RESOURCES
YOUR RESOURCE FOR OIL & GAS ROYALTIES
YOUR RESOURCE FOR OIL & GAS ROYALTIES
The word “mineral” is used in a variety of contexts. Generally, ores of metals, coal, oil and natural gas, gemstones, dimension stone, construction aggregate, salt and other materials extracted from the ground are considered to be minerals. However, there is no definition of “mineral” that applies in every situation, and what is considered to be a “mineral” can vary from state to state and even change over time!
The amounts of money that change hands in mineral property transactions can be huge in comparison with the average person’s financial experience. The total yield (lease + royalties) or mineral sale price can often exceed the value of the surface rights. Let’s consider two examples:
Example A: A 100-acre property is completely underlain by a coal seam that is eight feet thick. The owner agrees to let a mining company remove the coal for a royalty of $3 per ton that will be paid upon extraction. Assuming a coal recovery rate of 90%, the owner would be paid nearly $4 million.
Example B: A 100-acre property is drilled for natural gas, and the royalties will be shared by owners of a 640-acre unit that immediately surrounds the well. The property owner is to receive a 12.5% royalty based upon the wellhead value of the gas, which at the time of production is $8 per thousand cubic feet. Assuming an average well production rate of 2 million cubic feet of gas per day throughout the calendar year the property owner would be paid over $100,000 dollars for one year of gas production, making the natural gas royalties per acre extremely attractive.
Oil and natural gas transactions involve large sums of money, so average oil royalty payments can be difficult to estimate – especially in areas where very little drilling has occurred in the past or where deep rock units are being tested for the first time.

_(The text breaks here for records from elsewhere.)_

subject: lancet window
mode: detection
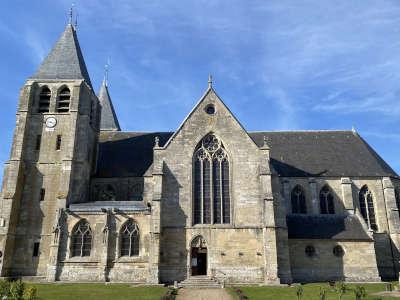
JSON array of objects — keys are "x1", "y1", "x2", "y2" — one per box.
[
  {"x1": 359, "y1": 186, "x2": 378, "y2": 231},
  {"x1": 193, "y1": 133, "x2": 231, "y2": 224}
]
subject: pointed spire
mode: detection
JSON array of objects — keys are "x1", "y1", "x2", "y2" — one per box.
[
  {"x1": 98, "y1": 73, "x2": 121, "y2": 131},
  {"x1": 208, "y1": 74, "x2": 212, "y2": 88},
  {"x1": 31, "y1": 21, "x2": 92, "y2": 87},
  {"x1": 68, "y1": 3, "x2": 74, "y2": 25}
]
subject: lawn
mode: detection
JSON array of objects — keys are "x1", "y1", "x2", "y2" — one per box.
[
  {"x1": 229, "y1": 283, "x2": 399, "y2": 300},
  {"x1": 28, "y1": 283, "x2": 167, "y2": 300}
]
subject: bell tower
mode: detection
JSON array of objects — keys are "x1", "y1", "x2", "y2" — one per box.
[{"x1": 0, "y1": 24, "x2": 101, "y2": 279}]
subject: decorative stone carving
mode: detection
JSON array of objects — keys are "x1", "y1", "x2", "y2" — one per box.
[{"x1": 190, "y1": 235, "x2": 207, "y2": 248}]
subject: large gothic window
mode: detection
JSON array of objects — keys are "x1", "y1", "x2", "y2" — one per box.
[
  {"x1": 71, "y1": 220, "x2": 92, "y2": 256},
  {"x1": 359, "y1": 185, "x2": 378, "y2": 231},
  {"x1": 120, "y1": 219, "x2": 139, "y2": 256},
  {"x1": 193, "y1": 133, "x2": 231, "y2": 224},
  {"x1": 291, "y1": 185, "x2": 307, "y2": 214},
  {"x1": 319, "y1": 185, "x2": 335, "y2": 214}
]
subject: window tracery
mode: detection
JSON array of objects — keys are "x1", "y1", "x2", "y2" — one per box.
[
  {"x1": 193, "y1": 133, "x2": 230, "y2": 224},
  {"x1": 71, "y1": 220, "x2": 92, "y2": 257},
  {"x1": 359, "y1": 185, "x2": 378, "y2": 231},
  {"x1": 120, "y1": 219, "x2": 139, "y2": 256}
]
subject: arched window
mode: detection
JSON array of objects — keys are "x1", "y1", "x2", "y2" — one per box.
[
  {"x1": 57, "y1": 87, "x2": 71, "y2": 112},
  {"x1": 99, "y1": 184, "x2": 116, "y2": 201},
  {"x1": 394, "y1": 188, "x2": 400, "y2": 216},
  {"x1": 38, "y1": 86, "x2": 51, "y2": 112},
  {"x1": 71, "y1": 220, "x2": 92, "y2": 256},
  {"x1": 359, "y1": 185, "x2": 378, "y2": 231},
  {"x1": 319, "y1": 185, "x2": 335, "y2": 214},
  {"x1": 120, "y1": 219, "x2": 139, "y2": 256},
  {"x1": 193, "y1": 133, "x2": 231, "y2": 224},
  {"x1": 291, "y1": 185, "x2": 307, "y2": 214}
]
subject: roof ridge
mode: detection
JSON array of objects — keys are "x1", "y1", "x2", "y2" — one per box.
[{"x1": 248, "y1": 129, "x2": 353, "y2": 133}]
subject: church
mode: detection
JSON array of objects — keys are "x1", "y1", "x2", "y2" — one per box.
[{"x1": 0, "y1": 20, "x2": 400, "y2": 284}]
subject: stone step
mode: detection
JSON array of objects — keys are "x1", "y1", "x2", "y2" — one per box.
[{"x1": 178, "y1": 276, "x2": 222, "y2": 289}]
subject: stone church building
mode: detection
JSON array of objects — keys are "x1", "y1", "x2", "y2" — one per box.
[{"x1": 0, "y1": 24, "x2": 400, "y2": 284}]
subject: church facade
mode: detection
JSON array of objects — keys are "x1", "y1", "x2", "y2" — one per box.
[{"x1": 0, "y1": 25, "x2": 400, "y2": 284}]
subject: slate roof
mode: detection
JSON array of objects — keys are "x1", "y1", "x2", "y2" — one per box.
[
  {"x1": 97, "y1": 131, "x2": 172, "y2": 177},
  {"x1": 286, "y1": 215, "x2": 372, "y2": 240},
  {"x1": 98, "y1": 80, "x2": 121, "y2": 131},
  {"x1": 249, "y1": 131, "x2": 397, "y2": 177},
  {"x1": 31, "y1": 24, "x2": 92, "y2": 87},
  {"x1": 97, "y1": 131, "x2": 398, "y2": 177}
]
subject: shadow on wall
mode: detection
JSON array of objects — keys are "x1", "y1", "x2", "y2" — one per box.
[
  {"x1": 374, "y1": 232, "x2": 400, "y2": 281},
  {"x1": 160, "y1": 165, "x2": 189, "y2": 283},
  {"x1": 10, "y1": 164, "x2": 44, "y2": 276}
]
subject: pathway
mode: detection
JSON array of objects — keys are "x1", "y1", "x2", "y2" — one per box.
[{"x1": 176, "y1": 288, "x2": 232, "y2": 300}]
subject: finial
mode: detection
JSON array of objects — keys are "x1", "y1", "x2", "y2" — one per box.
[
  {"x1": 154, "y1": 136, "x2": 160, "y2": 148},
  {"x1": 261, "y1": 135, "x2": 269, "y2": 149},
  {"x1": 68, "y1": 3, "x2": 75, "y2": 25},
  {"x1": 104, "y1": 58, "x2": 110, "y2": 86},
  {"x1": 74, "y1": 13, "x2": 78, "y2": 30}
]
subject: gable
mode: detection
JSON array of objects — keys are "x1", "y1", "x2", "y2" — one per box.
[{"x1": 164, "y1": 86, "x2": 258, "y2": 149}]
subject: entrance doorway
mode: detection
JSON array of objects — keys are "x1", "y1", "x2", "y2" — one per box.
[{"x1": 190, "y1": 236, "x2": 207, "y2": 276}]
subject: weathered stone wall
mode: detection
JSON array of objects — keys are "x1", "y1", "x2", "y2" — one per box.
[
  {"x1": 289, "y1": 239, "x2": 380, "y2": 282},
  {"x1": 57, "y1": 212, "x2": 150, "y2": 282},
  {"x1": 160, "y1": 91, "x2": 274, "y2": 282}
]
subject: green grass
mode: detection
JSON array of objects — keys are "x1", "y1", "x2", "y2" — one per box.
[
  {"x1": 229, "y1": 283, "x2": 400, "y2": 300},
  {"x1": 28, "y1": 283, "x2": 167, "y2": 300}
]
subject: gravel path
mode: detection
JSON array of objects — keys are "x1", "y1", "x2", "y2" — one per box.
[{"x1": 176, "y1": 289, "x2": 232, "y2": 300}]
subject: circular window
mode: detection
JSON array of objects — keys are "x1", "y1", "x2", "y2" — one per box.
[
  {"x1": 304, "y1": 245, "x2": 315, "y2": 257},
  {"x1": 333, "y1": 245, "x2": 344, "y2": 257},
  {"x1": 205, "y1": 104, "x2": 215, "y2": 115}
]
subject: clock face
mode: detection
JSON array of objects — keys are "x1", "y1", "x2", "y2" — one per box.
[{"x1": 46, "y1": 117, "x2": 57, "y2": 128}]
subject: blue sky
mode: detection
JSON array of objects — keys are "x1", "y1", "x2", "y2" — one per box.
[{"x1": 0, "y1": 0, "x2": 400, "y2": 176}]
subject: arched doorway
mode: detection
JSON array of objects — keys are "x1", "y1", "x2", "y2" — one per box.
[{"x1": 190, "y1": 236, "x2": 207, "y2": 276}]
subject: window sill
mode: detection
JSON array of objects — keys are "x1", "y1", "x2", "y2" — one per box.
[
  {"x1": 114, "y1": 256, "x2": 149, "y2": 263},
  {"x1": 188, "y1": 223, "x2": 233, "y2": 228}
]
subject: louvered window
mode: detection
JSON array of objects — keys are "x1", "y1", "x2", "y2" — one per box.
[
  {"x1": 319, "y1": 186, "x2": 335, "y2": 214},
  {"x1": 394, "y1": 188, "x2": 400, "y2": 216},
  {"x1": 57, "y1": 87, "x2": 71, "y2": 112},
  {"x1": 291, "y1": 185, "x2": 307, "y2": 214},
  {"x1": 193, "y1": 134, "x2": 231, "y2": 224},
  {"x1": 359, "y1": 186, "x2": 378, "y2": 231},
  {"x1": 38, "y1": 86, "x2": 51, "y2": 113}
]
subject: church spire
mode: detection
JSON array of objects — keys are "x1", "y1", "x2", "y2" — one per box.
[
  {"x1": 31, "y1": 24, "x2": 92, "y2": 87},
  {"x1": 98, "y1": 69, "x2": 121, "y2": 131}
]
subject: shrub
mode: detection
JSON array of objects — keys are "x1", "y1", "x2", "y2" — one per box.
[
  {"x1": 296, "y1": 285, "x2": 304, "y2": 300},
  {"x1": 25, "y1": 286, "x2": 39, "y2": 300},
  {"x1": 335, "y1": 281, "x2": 347, "y2": 300},
  {"x1": 10, "y1": 279, "x2": 25, "y2": 300},
  {"x1": 354, "y1": 285, "x2": 367, "y2": 300},
  {"x1": 0, "y1": 280, "x2": 10, "y2": 299},
  {"x1": 319, "y1": 287, "x2": 326, "y2": 300},
  {"x1": 161, "y1": 288, "x2": 178, "y2": 300}
]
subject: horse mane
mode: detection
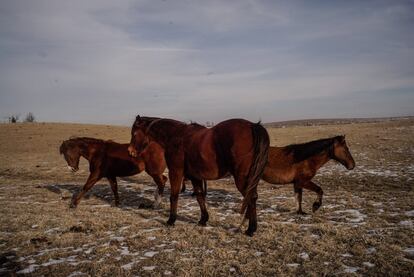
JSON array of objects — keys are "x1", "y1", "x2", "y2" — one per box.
[
  {"x1": 59, "y1": 137, "x2": 115, "y2": 154},
  {"x1": 282, "y1": 136, "x2": 343, "y2": 162},
  {"x1": 188, "y1": 121, "x2": 206, "y2": 130}
]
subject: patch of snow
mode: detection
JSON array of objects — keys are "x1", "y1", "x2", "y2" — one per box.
[
  {"x1": 366, "y1": 247, "x2": 377, "y2": 254},
  {"x1": 342, "y1": 265, "x2": 359, "y2": 273},
  {"x1": 141, "y1": 228, "x2": 161, "y2": 233},
  {"x1": 45, "y1": 227, "x2": 60, "y2": 234},
  {"x1": 144, "y1": 251, "x2": 159, "y2": 258},
  {"x1": 121, "y1": 261, "x2": 139, "y2": 270},
  {"x1": 68, "y1": 271, "x2": 88, "y2": 277},
  {"x1": 403, "y1": 247, "x2": 414, "y2": 256},
  {"x1": 84, "y1": 247, "x2": 94, "y2": 255},
  {"x1": 42, "y1": 256, "x2": 77, "y2": 266},
  {"x1": 334, "y1": 209, "x2": 367, "y2": 223},
  {"x1": 111, "y1": 237, "x2": 125, "y2": 242},
  {"x1": 399, "y1": 220, "x2": 413, "y2": 227},
  {"x1": 298, "y1": 252, "x2": 309, "y2": 260},
  {"x1": 16, "y1": 264, "x2": 39, "y2": 274},
  {"x1": 404, "y1": 210, "x2": 414, "y2": 216},
  {"x1": 121, "y1": 246, "x2": 130, "y2": 256},
  {"x1": 362, "y1": 262, "x2": 375, "y2": 268},
  {"x1": 119, "y1": 226, "x2": 131, "y2": 232}
]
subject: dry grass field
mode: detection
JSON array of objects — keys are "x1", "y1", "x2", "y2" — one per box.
[{"x1": 0, "y1": 118, "x2": 414, "y2": 277}]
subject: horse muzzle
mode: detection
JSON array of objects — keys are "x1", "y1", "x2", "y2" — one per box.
[
  {"x1": 128, "y1": 145, "x2": 138, "y2": 158},
  {"x1": 346, "y1": 162, "x2": 355, "y2": 170},
  {"x1": 68, "y1": 165, "x2": 79, "y2": 172}
]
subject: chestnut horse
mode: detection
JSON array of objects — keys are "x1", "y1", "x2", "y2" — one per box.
[
  {"x1": 262, "y1": 136, "x2": 355, "y2": 214},
  {"x1": 128, "y1": 116, "x2": 269, "y2": 236},
  {"x1": 60, "y1": 137, "x2": 167, "y2": 208}
]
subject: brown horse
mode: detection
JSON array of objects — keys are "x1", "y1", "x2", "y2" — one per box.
[
  {"x1": 262, "y1": 136, "x2": 355, "y2": 214},
  {"x1": 60, "y1": 137, "x2": 167, "y2": 208},
  {"x1": 128, "y1": 116, "x2": 269, "y2": 236}
]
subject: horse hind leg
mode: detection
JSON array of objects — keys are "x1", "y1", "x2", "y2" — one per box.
[
  {"x1": 295, "y1": 181, "x2": 323, "y2": 212},
  {"x1": 167, "y1": 170, "x2": 184, "y2": 226},
  {"x1": 191, "y1": 179, "x2": 209, "y2": 226},
  {"x1": 308, "y1": 182, "x2": 323, "y2": 212},
  {"x1": 107, "y1": 177, "x2": 120, "y2": 207},
  {"x1": 293, "y1": 183, "x2": 306, "y2": 215},
  {"x1": 70, "y1": 173, "x2": 101, "y2": 208},
  {"x1": 234, "y1": 172, "x2": 258, "y2": 237}
]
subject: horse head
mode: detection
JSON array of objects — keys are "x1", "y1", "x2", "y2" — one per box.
[
  {"x1": 128, "y1": 115, "x2": 158, "y2": 157},
  {"x1": 332, "y1": 136, "x2": 355, "y2": 170},
  {"x1": 59, "y1": 140, "x2": 81, "y2": 172}
]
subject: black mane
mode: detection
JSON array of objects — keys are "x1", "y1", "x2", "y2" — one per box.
[
  {"x1": 59, "y1": 137, "x2": 114, "y2": 154},
  {"x1": 283, "y1": 136, "x2": 341, "y2": 162}
]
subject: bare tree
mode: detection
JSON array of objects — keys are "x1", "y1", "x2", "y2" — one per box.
[{"x1": 24, "y1": 112, "x2": 36, "y2": 122}]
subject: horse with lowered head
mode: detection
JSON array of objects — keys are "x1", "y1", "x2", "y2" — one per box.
[
  {"x1": 128, "y1": 116, "x2": 269, "y2": 236},
  {"x1": 262, "y1": 136, "x2": 355, "y2": 214},
  {"x1": 60, "y1": 137, "x2": 167, "y2": 208}
]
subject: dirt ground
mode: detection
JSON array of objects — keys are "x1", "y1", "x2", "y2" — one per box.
[{"x1": 0, "y1": 118, "x2": 414, "y2": 277}]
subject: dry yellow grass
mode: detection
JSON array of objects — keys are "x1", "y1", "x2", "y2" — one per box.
[{"x1": 0, "y1": 119, "x2": 414, "y2": 276}]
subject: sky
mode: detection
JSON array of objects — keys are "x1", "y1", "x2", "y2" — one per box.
[{"x1": 0, "y1": 0, "x2": 414, "y2": 125}]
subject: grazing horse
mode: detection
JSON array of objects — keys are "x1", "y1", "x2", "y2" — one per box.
[
  {"x1": 262, "y1": 136, "x2": 355, "y2": 214},
  {"x1": 128, "y1": 116, "x2": 269, "y2": 236},
  {"x1": 60, "y1": 137, "x2": 167, "y2": 208}
]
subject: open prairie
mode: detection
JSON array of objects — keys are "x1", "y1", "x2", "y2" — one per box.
[{"x1": 0, "y1": 118, "x2": 414, "y2": 276}]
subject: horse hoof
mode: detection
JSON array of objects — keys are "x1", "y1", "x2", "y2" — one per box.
[
  {"x1": 312, "y1": 202, "x2": 321, "y2": 212},
  {"x1": 244, "y1": 229, "x2": 254, "y2": 237}
]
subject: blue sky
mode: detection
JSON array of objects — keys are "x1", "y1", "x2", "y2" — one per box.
[{"x1": 0, "y1": 0, "x2": 414, "y2": 125}]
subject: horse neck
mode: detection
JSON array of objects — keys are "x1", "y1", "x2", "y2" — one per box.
[
  {"x1": 78, "y1": 142, "x2": 92, "y2": 161},
  {"x1": 147, "y1": 119, "x2": 187, "y2": 148},
  {"x1": 309, "y1": 150, "x2": 331, "y2": 170}
]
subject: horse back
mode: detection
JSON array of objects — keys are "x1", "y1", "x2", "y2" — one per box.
[{"x1": 96, "y1": 142, "x2": 145, "y2": 176}]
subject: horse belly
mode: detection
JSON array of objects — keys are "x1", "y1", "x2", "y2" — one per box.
[
  {"x1": 262, "y1": 167, "x2": 295, "y2": 184},
  {"x1": 108, "y1": 159, "x2": 139, "y2": 176}
]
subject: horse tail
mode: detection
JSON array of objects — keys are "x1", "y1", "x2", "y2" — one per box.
[
  {"x1": 240, "y1": 122, "x2": 270, "y2": 214},
  {"x1": 203, "y1": 180, "x2": 207, "y2": 197}
]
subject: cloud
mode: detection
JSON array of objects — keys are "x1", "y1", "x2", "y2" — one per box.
[{"x1": 0, "y1": 0, "x2": 414, "y2": 124}]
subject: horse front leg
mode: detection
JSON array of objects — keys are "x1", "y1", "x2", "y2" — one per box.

Mineral rights and mineral lease transactions involve large amounts of money and are very complex. This article is intended to be no more than a brief introduction, and reading up on oil and gas leases for dummies will simply not give you enough information (it will introduce you to the situation only). If you are contacted to lease or sell mineral rights that you own, you should promptly get advice from an attorney who has expertise in mineral transactions and the laws of your state. If you do not have an attorney, you can contact the local Bar Association for guidance.
In general, the purpose of a lease or a purchase contract is to convey the rights of exploration and production to a mineral development company. However, the owner of the surface also has some rights. Basic rights of the surface owner are provided by state laws; however, every surface owner should decide if stronger protections are needed. The only way to preserve them is to be sure that the contract contains adequate language to protect crops, livestock, buildings, personal property, access and any other desires during the duration of a lease or permanently in the case of a sale. Lessees will often accept significant revisions to what is contained in their standard lease or sales contract; however, they are under no obligation to grant your requests. They can walk away.
If you want a good financial outcome before putting your oil and gas property for sale with protection for your property during and after mineral production, it is up to you and your attorney to be sure that you have a good contract. Knowledge and negotiating skills are what will determine the success of your deal. If you don’t have these you are taking a huge risk.